Mi amiga Sofronia no tiene, como se murmura, un carácter extraño y voluble. Tiene una lógica propia. Dice, para dar un ejemplo: “Hoy hace mucho calor”. Y añade: “Tanto es así, que me he puesto la camiseta de lana”. O bien, lo que es todavía más indicativo de su manera de razonar: “Tanto es así que los antiguos egipcios andaban a pie; acaban de decirlo en la televisión”. “¿Calzados o descalzos?”, le pregunto interesándome por el tema. “Depende. Pero ¿qué te importa?”.
Mi amiga Sofronia es un volcán de ideas. Tantas y tan embrolladas que a veces me resulta imposible seguirla. Puntualizo: el desconcierto es mío, que no estoy a su altura. Por eso cada tanto debo interrumpirla. “Pero ¿de quién hablas?”. “De los otros: ¿es necesario decirlo?”. “¿Los otros? ¿Quiénes?”. “El mundo entero, ¡es evidente!”.
Hasta aquí, todo bien. Conozco mis límites y, con el tiempo, he aprendido a medir mis palabras.
Alguna vez, lo admito, mi naturaleza machista e impulsiva me hizo cuestionarla. Y entonces...

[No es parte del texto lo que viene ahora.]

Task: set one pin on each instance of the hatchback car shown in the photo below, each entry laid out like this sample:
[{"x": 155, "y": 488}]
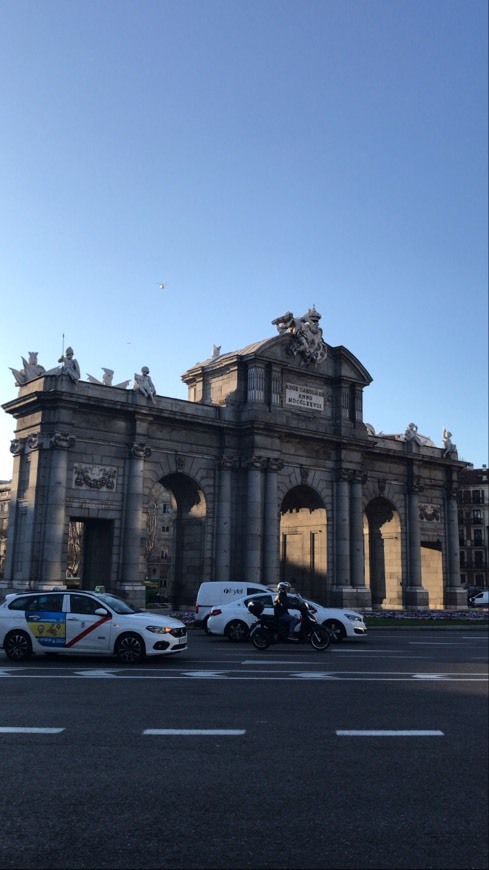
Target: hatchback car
[
  {"x": 85, "y": 622},
  {"x": 480, "y": 600},
  {"x": 234, "y": 620}
]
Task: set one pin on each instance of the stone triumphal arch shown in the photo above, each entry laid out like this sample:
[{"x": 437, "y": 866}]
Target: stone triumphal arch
[{"x": 267, "y": 471}]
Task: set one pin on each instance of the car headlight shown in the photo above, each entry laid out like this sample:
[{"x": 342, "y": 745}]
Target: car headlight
[{"x": 158, "y": 629}]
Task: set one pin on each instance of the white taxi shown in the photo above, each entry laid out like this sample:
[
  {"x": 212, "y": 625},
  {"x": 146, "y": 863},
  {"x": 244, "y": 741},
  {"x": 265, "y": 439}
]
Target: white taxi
[{"x": 85, "y": 622}]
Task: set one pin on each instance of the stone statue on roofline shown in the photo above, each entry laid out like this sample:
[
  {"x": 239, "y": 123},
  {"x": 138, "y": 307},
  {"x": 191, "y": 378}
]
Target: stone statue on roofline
[
  {"x": 306, "y": 336},
  {"x": 31, "y": 370},
  {"x": 144, "y": 384},
  {"x": 106, "y": 381},
  {"x": 412, "y": 434},
  {"x": 449, "y": 448}
]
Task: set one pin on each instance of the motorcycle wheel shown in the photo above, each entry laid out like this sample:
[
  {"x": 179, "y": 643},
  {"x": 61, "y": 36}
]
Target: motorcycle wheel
[
  {"x": 320, "y": 638},
  {"x": 259, "y": 639}
]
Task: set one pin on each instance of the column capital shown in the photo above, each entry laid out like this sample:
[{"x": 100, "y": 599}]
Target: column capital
[
  {"x": 416, "y": 485},
  {"x": 16, "y": 447},
  {"x": 63, "y": 440},
  {"x": 227, "y": 461},
  {"x": 259, "y": 463},
  {"x": 359, "y": 476},
  {"x": 275, "y": 464},
  {"x": 140, "y": 450}
]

Para dar un ejemplo: mi mano izquierda fue reemplazada por este muñón de cuero, un ejemplo elocuente de lo que puede uno de sus mordiscos. Pero enseguida se arrepintió: el muñón, con las volutas doradas impresas en el cuero, me lo hizo ella con sus manos expertas y, debo admitirlo, es de una elegancia exquisita. Cuando me lo puso, dijo llorando: “Querido, ¿podrás perdonarme?”. Luego pensó un instante y agregó: “Te queda muy bien ¿sabes? Y te hace más joven”.